AİLEYE BASKI YAPILDI: Aile, tanıdığı koruculardan bilgi istedi. Ertesi gün M.B isimli korucu Mehmet Şirin Bayram’ı gözleri bağlı biçimde Kulp Jandarma İlçe Karakolunda gördüğünü ve kendisiyle konuştuğunu söyledi. Ancak karakola çağrılan korucu, şiddet görüp tehdit edilince tanıklığını geri çekti. Aileler savcılığa başvurdu. Hazal Tekin, evlerine yapılan baskında eşini ve misafirleri Mehmet Şirin’i gözaltına alanların içinde iki korucuyu tanıdığını, isimlerinin Fettah ve Cumali olduğunu söyledi. Kayıplarına ulaşmak için resmi makamlara başvuran aileler 'Askeriyeyi şikayet ediyorsunuz' diye ağır baskı ve tehditle karşılaştı. Diğer gözaltında kaybetmelerde olduğu gibi etkin soruşturma yürütülmedi.
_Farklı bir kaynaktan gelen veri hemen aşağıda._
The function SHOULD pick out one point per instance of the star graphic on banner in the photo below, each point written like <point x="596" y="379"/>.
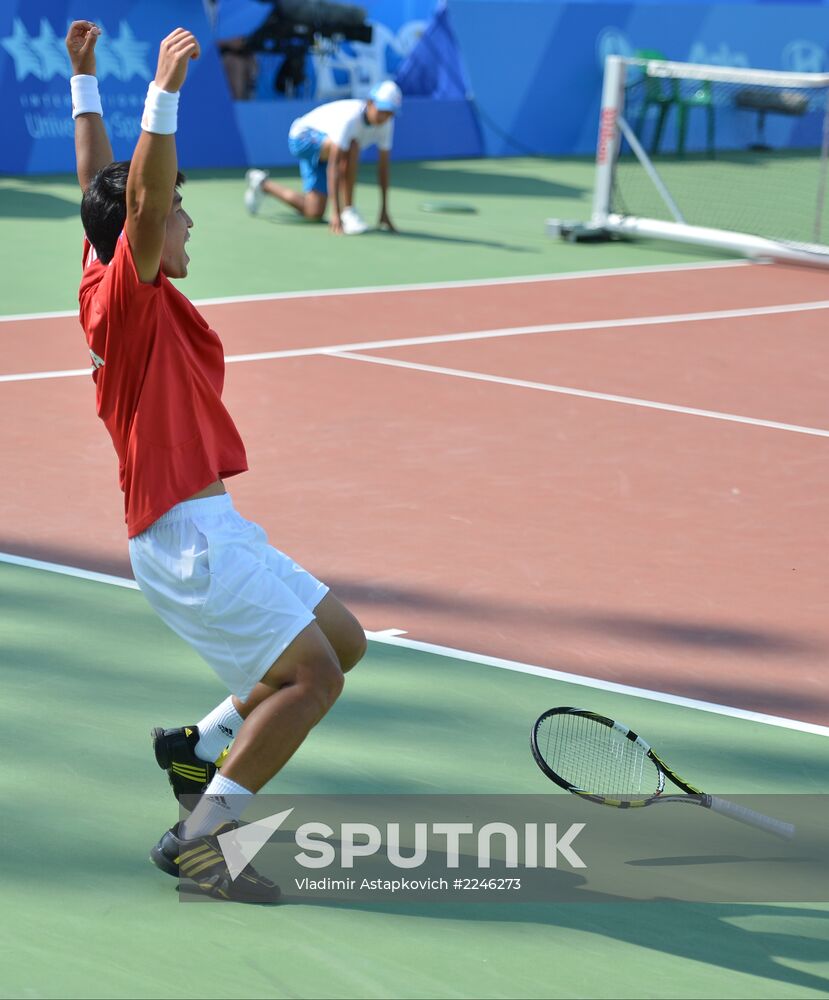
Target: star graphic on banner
<point x="131" y="53"/>
<point x="54" y="60"/>
<point x="18" y="46"/>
Ramazan Tekin ve Mehmet Şirin Bayram’dan bir daha haber alınamadı; akıbetleri karanlıkta, failleri cezasız bırakıldı.

SAVCILARI GÖREVE ÇAĞIRIYORUZ: 28 yıldır Bayram ve Tekin Aileleri sevdiklerinin akıbetini öğrenememenin acısıyla yaşıyor. 28 yıldır annesi, babası, kardeşleri Mehmet Şirin’i arıyor. 28 yıldır nişanlısı 'Ölü ya da diri bir haber alıncaya kadar Şirin’i bekleyeceğim' diyor. Gözaltında kaybetme süresiz biçimde soruşturmaya açık bir suçtur, zaman aşımına tabi değildir. Hemen şimdi bu hukuksuzluğa son verecek, Mehmet Şirin Bayram ve Ramazan Tekin’in akıbetlerini açığa çıkartacak ve ceza adaletini sağlayacak etkinlikte bir soruşturma başlatılması için savcıları göreve çağırıyoruz. Kaç yıl geçerse geçsin; Ramazan Tekin, Mehmet Şirin Bayram ve tüm kayıplarımız için adalet istemekten, devletin evrensel hukuk normları içinde hareket etmek zorunda olduğunu hatırlatmaktan vazgeçmeyeceğiz.